Minimum requirements for Source data
Unique Row Identifier (for example, a primary key)
Every source table must have some unique row identifier. This is needed to trace unique rows through the pipeline and to efficiently detect new and updated records.The Unique Row Identifier can be a “synthetic” column (such as a concatenation or a hash of some other columns). The only requirement is that it is unique and unchanging.
Updated At timestamp (required for Fact tables)
For source tables under ~10 million total rows, Prequel can detect data changes without the use of an explicit Updated At timestamp.Optional enhancements
Updated At timestamp (optional for Dimension tables)

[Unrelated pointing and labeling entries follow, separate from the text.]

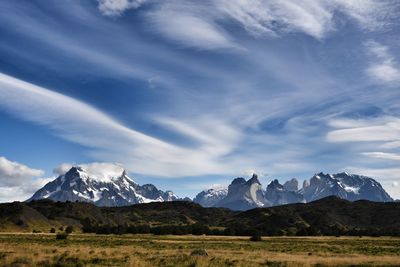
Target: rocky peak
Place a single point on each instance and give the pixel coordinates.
(291, 185)
(254, 179)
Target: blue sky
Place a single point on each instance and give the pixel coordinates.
(187, 94)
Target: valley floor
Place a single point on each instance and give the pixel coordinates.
(149, 250)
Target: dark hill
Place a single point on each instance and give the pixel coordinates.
(328, 216)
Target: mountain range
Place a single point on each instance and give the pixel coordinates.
(244, 195)
(116, 188)
(101, 188)
(327, 216)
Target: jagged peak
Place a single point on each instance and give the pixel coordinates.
(253, 179)
(100, 172)
(238, 180)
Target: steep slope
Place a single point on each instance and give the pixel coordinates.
(104, 189)
(347, 186)
(328, 216)
(243, 195)
(211, 196)
(278, 194)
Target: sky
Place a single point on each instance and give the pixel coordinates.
(190, 94)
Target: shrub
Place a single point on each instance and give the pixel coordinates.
(61, 236)
(199, 252)
(256, 237)
(69, 229)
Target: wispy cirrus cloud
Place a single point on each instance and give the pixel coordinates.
(117, 7)
(18, 181)
(107, 138)
(383, 66)
(200, 24)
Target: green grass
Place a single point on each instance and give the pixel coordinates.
(149, 250)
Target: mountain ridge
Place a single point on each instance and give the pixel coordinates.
(113, 187)
(327, 216)
(243, 195)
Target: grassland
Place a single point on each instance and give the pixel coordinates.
(149, 250)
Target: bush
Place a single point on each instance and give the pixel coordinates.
(199, 252)
(69, 229)
(61, 236)
(256, 237)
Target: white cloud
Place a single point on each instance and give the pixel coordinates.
(189, 25)
(273, 17)
(383, 67)
(381, 129)
(382, 155)
(117, 7)
(110, 140)
(200, 24)
(386, 176)
(14, 173)
(18, 181)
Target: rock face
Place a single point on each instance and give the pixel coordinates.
(243, 195)
(110, 189)
(347, 186)
(211, 196)
(277, 194)
(291, 185)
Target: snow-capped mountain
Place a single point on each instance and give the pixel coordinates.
(347, 186)
(277, 194)
(211, 196)
(243, 195)
(102, 188)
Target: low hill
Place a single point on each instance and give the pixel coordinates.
(328, 216)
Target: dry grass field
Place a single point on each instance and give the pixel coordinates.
(149, 250)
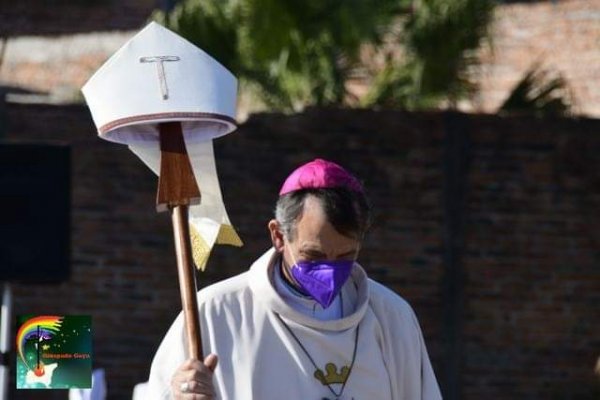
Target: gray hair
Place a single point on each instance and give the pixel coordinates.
(347, 210)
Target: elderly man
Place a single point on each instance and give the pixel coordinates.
(304, 322)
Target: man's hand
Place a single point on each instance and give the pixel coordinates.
(193, 380)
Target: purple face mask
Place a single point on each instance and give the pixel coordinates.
(322, 280)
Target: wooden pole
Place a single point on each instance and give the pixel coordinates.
(177, 189)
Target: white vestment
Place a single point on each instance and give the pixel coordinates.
(243, 320)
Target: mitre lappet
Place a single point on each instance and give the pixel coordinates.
(158, 77)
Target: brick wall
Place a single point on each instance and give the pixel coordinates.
(528, 319)
(60, 17)
(564, 36)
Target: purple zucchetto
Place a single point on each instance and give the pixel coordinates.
(320, 174)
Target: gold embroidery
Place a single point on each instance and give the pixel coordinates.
(332, 376)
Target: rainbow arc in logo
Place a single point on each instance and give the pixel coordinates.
(38, 327)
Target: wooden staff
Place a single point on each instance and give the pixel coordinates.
(177, 190)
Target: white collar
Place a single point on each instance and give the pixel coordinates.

For more efficient change detection or to support volumes greater than 10m total rows, an Updated At column can greatly improve efficiency.Fact tables require a Updated At column (semantically, this would be synonomous with Created At) as a best practice. If a fact table does not have an Updated At column, it can be treated as a dimension table, but at the cost of lower efficiency.
Compatibility grid
| Dataset Type | Unique Row Identifier | Updated At Column | Volume Limits |
|---|---|---|---|
| Fact | Required | Required | 100m rows per day |
| Dimension | Required | Optional | 100m rows per day with Updated At, 10m rows total without Updated At |
Volume limits are based on current performance characteristics and may be revised in the future.